What is less well known is that UK residents who have no intention of moving abroad, can also potentially become a member of a QROPS and consequently, could take advantage of the exemption from the LTA charge when it existed, whilst still benefitting from the tax-free amount of 25% when accessing the funds. This beneficial treatment of QROPS funds in excess of the LTA continues for the time being, but could be changed by a Labour government if they choose to reintroduce the LTA.
Having said that, making a transfer of your pension fund should not be undertaken lightly.
Existing anti-avoidance legislation and other regulations mean there are some hoops to consider before taking any action. As its name suggests, this is an overseas pension plan and in order to get recognised status, the plan has to comply with certain HMRC criteria.
Individuals should also be comfortable that the overseas transfer charge (OTC) will not apply as getting this wrong will be expensive, potentially leading to a charge of 25% of the value of the pension pot. There is an exemption from the OTC as long as the scheme member remains a UK resident for five years following the transfer and the QROPS is based in an EEA country or Gibraltar.

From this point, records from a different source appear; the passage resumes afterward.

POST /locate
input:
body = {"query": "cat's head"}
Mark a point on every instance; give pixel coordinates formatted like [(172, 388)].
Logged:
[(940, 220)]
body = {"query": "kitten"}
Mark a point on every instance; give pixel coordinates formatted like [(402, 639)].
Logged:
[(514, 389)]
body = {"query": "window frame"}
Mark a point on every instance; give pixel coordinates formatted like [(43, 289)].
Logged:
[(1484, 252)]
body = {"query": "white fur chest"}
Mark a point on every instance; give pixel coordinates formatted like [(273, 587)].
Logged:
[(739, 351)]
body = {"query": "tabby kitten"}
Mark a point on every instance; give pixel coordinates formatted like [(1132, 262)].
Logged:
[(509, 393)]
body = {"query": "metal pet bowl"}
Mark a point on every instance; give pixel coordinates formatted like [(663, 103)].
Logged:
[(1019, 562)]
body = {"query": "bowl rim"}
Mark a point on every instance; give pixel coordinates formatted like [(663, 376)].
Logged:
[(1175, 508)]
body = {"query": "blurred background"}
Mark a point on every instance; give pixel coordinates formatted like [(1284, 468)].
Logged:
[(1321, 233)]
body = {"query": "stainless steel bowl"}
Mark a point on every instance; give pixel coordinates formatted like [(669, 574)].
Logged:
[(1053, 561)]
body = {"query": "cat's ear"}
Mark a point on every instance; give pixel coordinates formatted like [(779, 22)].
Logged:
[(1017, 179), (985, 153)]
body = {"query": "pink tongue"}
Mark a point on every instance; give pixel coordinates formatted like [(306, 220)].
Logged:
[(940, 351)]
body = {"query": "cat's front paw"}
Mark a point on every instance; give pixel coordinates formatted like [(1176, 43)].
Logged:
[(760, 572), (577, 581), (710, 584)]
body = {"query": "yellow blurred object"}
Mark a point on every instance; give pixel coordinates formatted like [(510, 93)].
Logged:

On the downside, contributions to the QROPS will not attract tax relief but contributions to a UK pension plan can continue and relief will be available on those.
Exit options should also be reviewed as some QROPS are far more restrictive than UK plans. However, Malta has changed its domestic legislation to enable resident QROPS to offer flexi-access in the same way as UK plans.
It is clear that those with substantial pension pots should consider their position. After all, it remains to be seen whether pensions tax rules get better or worse under a new Labour government.